WASHINGTON, D.C. — An Illinois congressman says Illinois is getting the short end – at both ends – from the federal government.
We pay more in taxes, because Illinois has relatively high incomes, and we get less in federal spending because of funding formulas that benefit smaller states, says U.S. Rep. Bill Foster (D-Naperville). How much money are we talking about?
According to Foster, every year between $20 (billion) and $40 billion leaves Illinois, because we pay a lot more in federal taxes than we get back in federal spending. He calls this an enormous number, and believes it is, in large part, one of the drivers of all the fiscal difficulties the state is living through.
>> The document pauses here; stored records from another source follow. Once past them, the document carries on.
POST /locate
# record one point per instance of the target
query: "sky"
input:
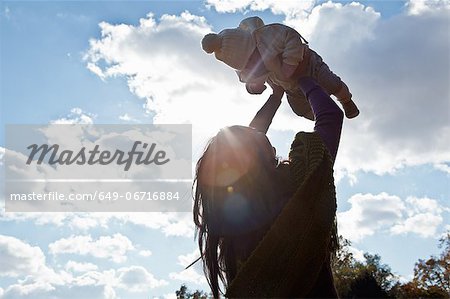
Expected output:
(141, 62)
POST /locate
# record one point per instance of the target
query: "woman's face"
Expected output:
(233, 153)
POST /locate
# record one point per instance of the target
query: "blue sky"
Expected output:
(58, 64)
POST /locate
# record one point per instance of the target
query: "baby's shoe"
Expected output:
(350, 109)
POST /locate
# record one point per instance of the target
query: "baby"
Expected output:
(279, 55)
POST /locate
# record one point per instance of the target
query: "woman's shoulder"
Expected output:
(306, 153)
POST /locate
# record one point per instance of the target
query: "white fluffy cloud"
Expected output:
(137, 279)
(370, 214)
(164, 64)
(20, 258)
(194, 273)
(403, 97)
(416, 7)
(114, 248)
(399, 81)
(76, 116)
(288, 8)
(80, 267)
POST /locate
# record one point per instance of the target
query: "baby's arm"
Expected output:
(264, 116)
(293, 52)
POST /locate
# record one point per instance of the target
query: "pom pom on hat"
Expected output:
(232, 46)
(211, 43)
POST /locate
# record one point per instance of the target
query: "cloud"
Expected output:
(417, 7)
(383, 213)
(20, 258)
(289, 8)
(179, 84)
(137, 279)
(192, 274)
(403, 99)
(145, 253)
(128, 118)
(80, 267)
(76, 116)
(114, 248)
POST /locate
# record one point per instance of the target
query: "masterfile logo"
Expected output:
(119, 168)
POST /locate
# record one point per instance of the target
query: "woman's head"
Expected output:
(234, 192)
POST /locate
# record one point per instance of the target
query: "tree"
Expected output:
(184, 293)
(369, 279)
(431, 276)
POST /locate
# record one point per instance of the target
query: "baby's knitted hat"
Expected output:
(251, 24)
(232, 46)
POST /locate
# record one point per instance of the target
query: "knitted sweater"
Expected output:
(289, 258)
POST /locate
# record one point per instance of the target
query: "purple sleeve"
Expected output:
(329, 117)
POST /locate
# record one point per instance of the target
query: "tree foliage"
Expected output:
(371, 278)
(184, 293)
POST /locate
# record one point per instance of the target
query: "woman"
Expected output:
(265, 228)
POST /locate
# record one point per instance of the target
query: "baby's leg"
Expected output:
(299, 104)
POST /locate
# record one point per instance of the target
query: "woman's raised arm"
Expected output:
(264, 116)
(328, 116)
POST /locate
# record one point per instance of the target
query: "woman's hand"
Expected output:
(277, 90)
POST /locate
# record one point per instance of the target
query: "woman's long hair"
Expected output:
(236, 197)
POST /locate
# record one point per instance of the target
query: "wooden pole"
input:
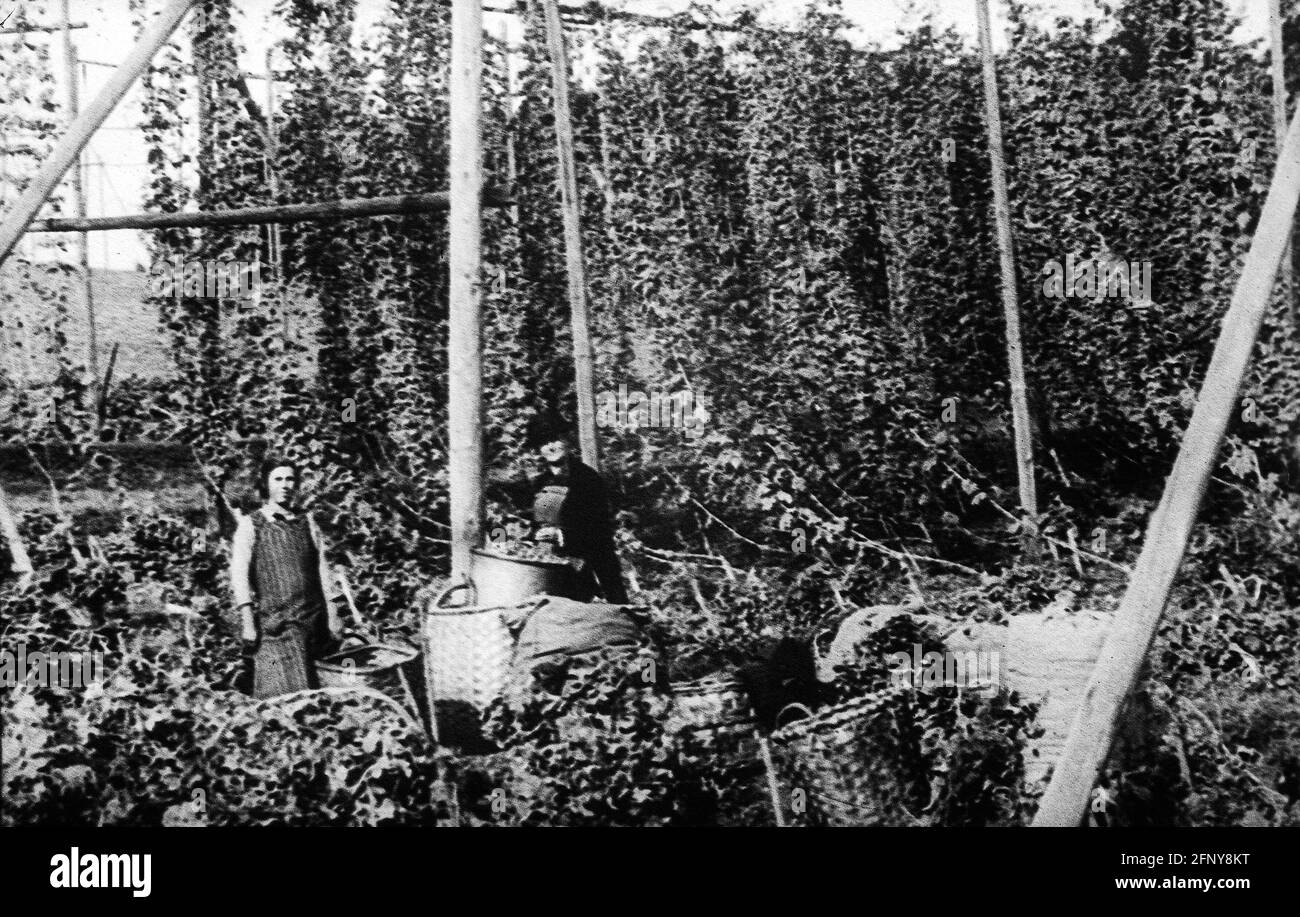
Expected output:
(567, 176)
(464, 336)
(1091, 735)
(239, 216)
(511, 150)
(1010, 302)
(1279, 126)
(79, 207)
(87, 122)
(17, 550)
(272, 171)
The average federal tax burden in Illinois (all federal taxes, not just income tax) is $9,574; the national average is $8,107. Per capita federal spending is $1,800 less per person in Illinois than the national average. Illinois gets federal transportation spending of $89.62 per person, the third lowest rate in the nation.
Foster says this has been going on for decades, and it’s because small states are over-represented in the Senate. He says if there’s to be a resolution of this in favor of Illinois and other big states, including New York, California and Pennsylvania, it’ll have to originate in the House. Foster has originated a “payer state caucus” with Rep. Scott Garrett (R-N.J.).
The other big states, Florida and Texas, tend to be on the border of payer-vs.-taker, getting just about dollar-for-dollar value, depending on the year.